As far as reservations go (and don't take it too seriously): I'm not sure about the power ballad ending. I felt that was a little superfluous. I have a perspective that is a little different from most as I like a few more twists and turns in my music, or rather, it's either stripped down to a roots version or it's more of a Sufjan Stevens sort of odd production. But I don't listen to a lot of mainstream rock, it's just not my taste, and that's what I sort of hear at the end. I can feel like it needs to do something different, but I feel like going into a 4/4 rock where the crowd brings out the lighters might be not the way I'd go. It's groovy but a little easy, and not all that different.
I think the mellotron is a good idea, but in the snippet you posted it's a bit loud. I think combining it with a more expressive Fitch Cello part could be nice.
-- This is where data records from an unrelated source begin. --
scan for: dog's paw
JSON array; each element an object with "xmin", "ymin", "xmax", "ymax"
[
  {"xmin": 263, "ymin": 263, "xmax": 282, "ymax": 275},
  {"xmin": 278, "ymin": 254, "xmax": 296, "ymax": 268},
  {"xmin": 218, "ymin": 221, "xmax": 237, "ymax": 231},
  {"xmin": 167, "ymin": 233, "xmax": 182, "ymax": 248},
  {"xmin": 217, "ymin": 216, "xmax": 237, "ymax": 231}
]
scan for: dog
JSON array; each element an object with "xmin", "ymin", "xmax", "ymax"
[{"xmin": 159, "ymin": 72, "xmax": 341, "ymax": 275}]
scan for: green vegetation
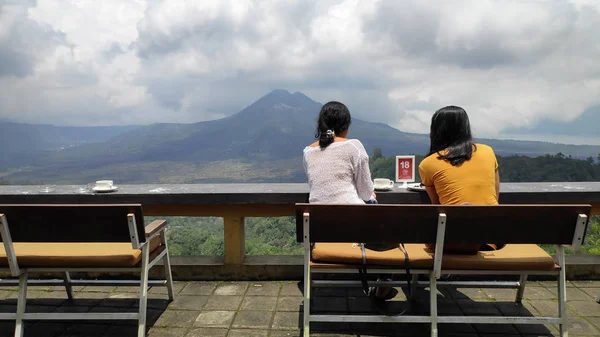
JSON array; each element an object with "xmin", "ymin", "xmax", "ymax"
[
  {"xmin": 3, "ymin": 151, "xmax": 598, "ymax": 256},
  {"xmin": 156, "ymin": 152, "xmax": 600, "ymax": 256}
]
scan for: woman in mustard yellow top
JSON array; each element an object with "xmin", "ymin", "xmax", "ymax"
[
  {"xmin": 419, "ymin": 106, "xmax": 500, "ymax": 252},
  {"xmin": 419, "ymin": 106, "xmax": 499, "ymax": 205}
]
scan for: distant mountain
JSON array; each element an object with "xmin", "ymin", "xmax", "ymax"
[
  {"xmin": 505, "ymin": 106, "xmax": 600, "ymax": 137},
  {"xmin": 2, "ymin": 90, "xmax": 600, "ymax": 184},
  {"xmin": 0, "ymin": 122, "xmax": 138, "ymax": 169}
]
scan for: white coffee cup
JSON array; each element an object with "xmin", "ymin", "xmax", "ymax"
[
  {"xmin": 95, "ymin": 180, "xmax": 113, "ymax": 190},
  {"xmin": 374, "ymin": 178, "xmax": 394, "ymax": 189}
]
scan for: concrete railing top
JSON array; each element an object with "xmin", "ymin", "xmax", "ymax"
[{"xmin": 0, "ymin": 182, "xmax": 599, "ymax": 205}]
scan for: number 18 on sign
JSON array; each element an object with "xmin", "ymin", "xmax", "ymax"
[{"xmin": 396, "ymin": 155, "xmax": 415, "ymax": 187}]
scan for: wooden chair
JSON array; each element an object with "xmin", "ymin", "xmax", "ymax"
[
  {"xmin": 0, "ymin": 204, "xmax": 174, "ymax": 337},
  {"xmin": 296, "ymin": 203, "xmax": 591, "ymax": 337}
]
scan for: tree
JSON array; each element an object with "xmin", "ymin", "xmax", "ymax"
[{"xmin": 373, "ymin": 147, "xmax": 383, "ymax": 159}]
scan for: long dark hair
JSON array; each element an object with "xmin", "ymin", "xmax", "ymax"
[
  {"xmin": 428, "ymin": 106, "xmax": 476, "ymax": 166},
  {"xmin": 315, "ymin": 101, "xmax": 351, "ymax": 149}
]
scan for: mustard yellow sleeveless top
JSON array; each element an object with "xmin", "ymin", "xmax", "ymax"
[{"xmin": 418, "ymin": 143, "xmax": 498, "ymax": 205}]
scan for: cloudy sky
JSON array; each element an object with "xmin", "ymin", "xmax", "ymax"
[{"xmin": 1, "ymin": 0, "xmax": 599, "ymax": 140}]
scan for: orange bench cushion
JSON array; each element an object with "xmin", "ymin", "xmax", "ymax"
[
  {"xmin": 0, "ymin": 237, "xmax": 162, "ymax": 268},
  {"xmin": 311, "ymin": 243, "xmax": 557, "ymax": 271},
  {"xmin": 405, "ymin": 243, "xmax": 557, "ymax": 271}
]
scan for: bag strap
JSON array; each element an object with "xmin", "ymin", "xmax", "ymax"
[{"xmin": 359, "ymin": 243, "xmax": 369, "ymax": 295}]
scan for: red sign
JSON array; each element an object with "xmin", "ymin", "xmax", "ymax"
[{"xmin": 396, "ymin": 155, "xmax": 415, "ymax": 182}]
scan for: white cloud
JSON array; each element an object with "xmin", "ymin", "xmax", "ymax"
[{"xmin": 0, "ymin": 0, "xmax": 599, "ymax": 140}]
It's one of those "icing" parts that I think you don't really need to sweat over though.
Scott Carmichael
it's funny... some rookie writers would never get past the initial melody line.. after 4 stanzas I'm ready for anything new... and I'd be ready to turn it off.... then you deliver right on time... great songcraft... aside from the heartfelt content.. which also delivers in spades.. there's an intutive sense that kind of leads you the right direction it seems... your perfromances are always top shelf... that doen't hurt...
after the chorus, then the initial melody line is fresh again and ready to deliver what I see as your emotional mother load...
It would fall apart in lesser hands
TobinMueller
Another great song. I love your stuff, love your voice, love your arrangements. After re-listening to most of your songs, as I prepare your BLOG interview, I think you should resing or pitch correct some of this, cuz it doesn't rise to the same level of perfection, and could. Altho the version you do with 12parsecs is an improvement, there are still a few little moments. The 12parsecs version also fleshes out some of the instrumental moments, but the piano solo still is perhaps too straight, lacking personality in my ears becuz of of too few syncopated notes off the 8th note one finger feel. This could be a killer ballad. It is so well designed. I am becoming a bigger and bigger fan, man. You are truly a talent.
gail60
I dont know how I missed this but for whatever reason I heard it today and what I have to tell you will probably make you say, yeah whatever - Gail does not have a clue. So here goes nothing... This is now another one of my faves of your songs. This is one the songs that touches my heart the most. This one says to me that its not about being in perfect tune or everything being in its place just right. It is about the words and how well you (put it all out there) for the audience to "feel" the music with you. I love it. I always appreciate the music you create and this song reminds me that you have a lovely heart. Yes, every man longs to hear that! lol So there! Take that!